Lesson Plan

Lesson Plan
Grade: Date: 17/01/2026
Subject: Computer Science
Lesson Topic: Show understanding of the characteristics of a number of programming paradigms: Declarative
Learning Objective/s:
  • Describe the key characteristics of declarative programming paradigms.
  • Compare declarative and imperative approaches using SQL and Prolog examples.
  • Evaluate when declarative paradigms are appropriate and identify their limitations.
  • Apply declarative thinking by constructing a simple SQL query and a Prolog rule.
Materials Needed:
  • Projector and screen
  • Whiteboard and markers
  • Handout with summary table and Venn diagram
  • Laptops with SQL client and Prolog interpreter installed
  • Sample database (students table) and Prolog facts sheet
  • Worksheet for practice queries
Introduction:
Begin with a quick poll asking students which languages they associate with writing “what” versus “how”. Review prior knowledge of imperative constructs before revealing that many modern tools hide the control flow.
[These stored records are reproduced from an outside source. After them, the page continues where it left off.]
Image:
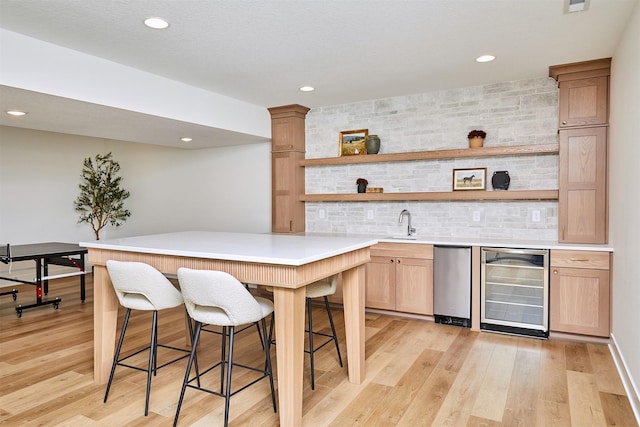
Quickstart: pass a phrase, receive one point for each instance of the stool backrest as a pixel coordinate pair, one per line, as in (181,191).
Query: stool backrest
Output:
(220,291)
(140,279)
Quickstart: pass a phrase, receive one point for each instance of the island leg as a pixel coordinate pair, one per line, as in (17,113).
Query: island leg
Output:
(105,318)
(289,315)
(353,292)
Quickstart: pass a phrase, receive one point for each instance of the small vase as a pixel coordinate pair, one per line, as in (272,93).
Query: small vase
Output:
(476,142)
(373,144)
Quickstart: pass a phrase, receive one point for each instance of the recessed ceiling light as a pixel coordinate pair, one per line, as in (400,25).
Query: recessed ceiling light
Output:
(571,6)
(156,23)
(485,58)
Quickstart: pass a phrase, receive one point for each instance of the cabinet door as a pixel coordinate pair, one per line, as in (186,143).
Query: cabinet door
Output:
(287,211)
(582,204)
(579,301)
(381,283)
(583,102)
(414,285)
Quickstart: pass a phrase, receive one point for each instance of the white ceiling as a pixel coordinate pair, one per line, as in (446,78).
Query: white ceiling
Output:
(262,51)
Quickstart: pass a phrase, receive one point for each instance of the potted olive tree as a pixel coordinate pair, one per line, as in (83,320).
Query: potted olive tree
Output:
(101,199)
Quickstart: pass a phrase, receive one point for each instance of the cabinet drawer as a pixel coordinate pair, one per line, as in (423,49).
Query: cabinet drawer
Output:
(580,259)
(403,250)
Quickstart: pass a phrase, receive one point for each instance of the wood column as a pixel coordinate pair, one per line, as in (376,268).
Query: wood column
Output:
(287,173)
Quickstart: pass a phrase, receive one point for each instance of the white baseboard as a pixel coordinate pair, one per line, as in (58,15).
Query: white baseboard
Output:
(627,380)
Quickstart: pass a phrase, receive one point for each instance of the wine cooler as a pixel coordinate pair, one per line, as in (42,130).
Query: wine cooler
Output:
(515,291)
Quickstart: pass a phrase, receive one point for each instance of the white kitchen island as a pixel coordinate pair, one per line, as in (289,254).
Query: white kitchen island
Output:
(286,262)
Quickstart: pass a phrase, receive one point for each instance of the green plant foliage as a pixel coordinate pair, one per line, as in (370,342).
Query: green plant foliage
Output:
(101,199)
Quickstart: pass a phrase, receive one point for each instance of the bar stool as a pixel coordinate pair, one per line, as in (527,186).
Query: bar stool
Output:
(217,298)
(139,286)
(322,288)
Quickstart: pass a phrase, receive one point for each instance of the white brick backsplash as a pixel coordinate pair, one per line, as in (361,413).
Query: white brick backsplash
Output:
(512,113)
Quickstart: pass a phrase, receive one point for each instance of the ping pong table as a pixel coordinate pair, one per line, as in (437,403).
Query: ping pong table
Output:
(44,255)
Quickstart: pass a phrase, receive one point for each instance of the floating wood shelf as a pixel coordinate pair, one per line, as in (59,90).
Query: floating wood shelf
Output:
(435,196)
(510,150)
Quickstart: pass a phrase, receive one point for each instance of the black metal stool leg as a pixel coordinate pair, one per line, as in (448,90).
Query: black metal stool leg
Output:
(152,359)
(268,368)
(194,345)
(311,351)
(227,395)
(117,354)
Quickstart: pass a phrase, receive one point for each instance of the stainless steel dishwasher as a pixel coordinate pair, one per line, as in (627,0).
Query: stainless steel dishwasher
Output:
(452,285)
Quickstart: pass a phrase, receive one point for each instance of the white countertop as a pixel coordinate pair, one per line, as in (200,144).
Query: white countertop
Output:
(282,249)
(499,243)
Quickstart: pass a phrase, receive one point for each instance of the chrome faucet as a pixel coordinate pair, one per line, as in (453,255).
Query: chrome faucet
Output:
(410,229)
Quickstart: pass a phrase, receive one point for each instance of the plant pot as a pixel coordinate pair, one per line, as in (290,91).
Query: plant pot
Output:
(476,142)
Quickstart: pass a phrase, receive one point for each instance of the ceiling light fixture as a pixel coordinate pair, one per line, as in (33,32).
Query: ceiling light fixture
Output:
(571,6)
(156,23)
(485,58)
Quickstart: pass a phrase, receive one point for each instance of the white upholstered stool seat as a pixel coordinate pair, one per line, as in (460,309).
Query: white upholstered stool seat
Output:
(217,298)
(139,286)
Explain that by the end of the lesson they will be able to identify declarative characteristics and craft basic declarative statements. Success will be measured through a short exit ticket.
Lesson Structure:
  1. Do‑now (5’) – Students list programming languages they know and categorize them as declarative or imperative.
  2. Mini‑lecture (10’) – Define the declarative paradigm and highlight its key characteristics with slides.
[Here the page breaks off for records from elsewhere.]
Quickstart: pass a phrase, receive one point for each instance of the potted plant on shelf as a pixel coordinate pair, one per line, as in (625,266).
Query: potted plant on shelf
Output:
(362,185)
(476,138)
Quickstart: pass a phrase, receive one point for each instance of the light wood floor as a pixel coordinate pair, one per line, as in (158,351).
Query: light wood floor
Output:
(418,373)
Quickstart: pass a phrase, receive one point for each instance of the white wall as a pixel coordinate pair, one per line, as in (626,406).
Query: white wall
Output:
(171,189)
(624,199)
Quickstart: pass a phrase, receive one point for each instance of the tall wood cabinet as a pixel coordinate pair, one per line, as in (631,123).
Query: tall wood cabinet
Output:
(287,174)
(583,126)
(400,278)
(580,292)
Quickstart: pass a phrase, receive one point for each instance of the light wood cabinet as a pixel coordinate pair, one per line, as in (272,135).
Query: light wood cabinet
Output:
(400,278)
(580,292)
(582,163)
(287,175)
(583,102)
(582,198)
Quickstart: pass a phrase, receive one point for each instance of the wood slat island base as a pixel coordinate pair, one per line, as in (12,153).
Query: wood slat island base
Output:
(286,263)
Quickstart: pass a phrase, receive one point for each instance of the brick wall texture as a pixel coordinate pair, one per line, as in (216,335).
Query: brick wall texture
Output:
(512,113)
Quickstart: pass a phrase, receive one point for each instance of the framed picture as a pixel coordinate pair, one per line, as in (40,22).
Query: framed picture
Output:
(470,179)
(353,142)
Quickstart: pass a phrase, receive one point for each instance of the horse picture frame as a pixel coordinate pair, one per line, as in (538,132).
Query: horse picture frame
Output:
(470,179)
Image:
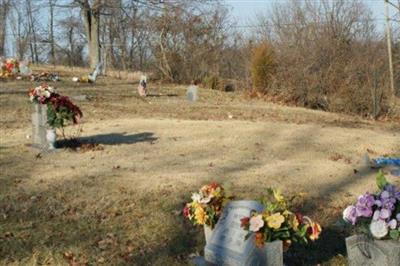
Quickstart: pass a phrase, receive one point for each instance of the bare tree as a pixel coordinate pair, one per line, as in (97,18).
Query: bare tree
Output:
(4,10)
(52,3)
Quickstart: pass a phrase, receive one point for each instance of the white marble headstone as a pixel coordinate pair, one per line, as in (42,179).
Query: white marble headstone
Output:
(227,245)
(192,93)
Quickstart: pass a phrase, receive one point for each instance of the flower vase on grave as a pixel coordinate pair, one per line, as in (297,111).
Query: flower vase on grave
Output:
(364,250)
(51,137)
(39,120)
(274,253)
(207,232)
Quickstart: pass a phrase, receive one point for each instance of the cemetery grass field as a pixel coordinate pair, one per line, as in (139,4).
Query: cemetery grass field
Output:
(119,201)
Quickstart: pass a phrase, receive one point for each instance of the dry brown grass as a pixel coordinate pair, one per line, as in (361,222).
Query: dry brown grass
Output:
(121,205)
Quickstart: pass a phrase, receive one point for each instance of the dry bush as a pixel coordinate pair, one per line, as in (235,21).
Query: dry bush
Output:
(263,66)
(329,57)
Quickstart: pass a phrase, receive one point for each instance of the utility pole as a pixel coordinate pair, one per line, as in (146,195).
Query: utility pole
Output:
(389,44)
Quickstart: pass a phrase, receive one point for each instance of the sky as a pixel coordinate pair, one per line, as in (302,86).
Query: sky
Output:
(244,10)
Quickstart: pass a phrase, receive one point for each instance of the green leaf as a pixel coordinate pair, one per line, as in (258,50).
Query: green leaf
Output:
(381,180)
(394,234)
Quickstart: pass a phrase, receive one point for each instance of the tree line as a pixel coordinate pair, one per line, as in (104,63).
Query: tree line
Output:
(328,55)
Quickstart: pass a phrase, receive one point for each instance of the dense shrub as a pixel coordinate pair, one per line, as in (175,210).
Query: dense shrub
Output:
(263,66)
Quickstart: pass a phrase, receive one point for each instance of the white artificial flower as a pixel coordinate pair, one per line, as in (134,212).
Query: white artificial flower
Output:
(196,197)
(378,229)
(256,222)
(392,224)
(205,200)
  3. Comparison activity (8’) – In pairs, fill a Venn diagram comparing declarative vs imperative using the provided table.
  4. Demonstration (7’) – Show an SQL query and a Prolog rule, discussing how the runtime resolves them.
  5. Guided practice (12’) – Students write a simple SELECT query on the sample student table, then a Prolog rule for a family relationship.
  6. Think‑pair‑share (5’) – Discuss situations where a declarative approach is advantageous or problematic.
  7. Formative check (3’) – Quick Kahoot quiz with three questions on characteristics and limitations.
Conclusion:
Summarise that declarative programming emphasizes the “what” and lets the runtime handle the “how”, improving readability while potentially obscuring performance costs. Students complete an exit ticket identifying one advantage and one limitation of declarative paradigms. For homework, they will convert a given imperative algorithm into an equivalent SQL query or Prolog rule.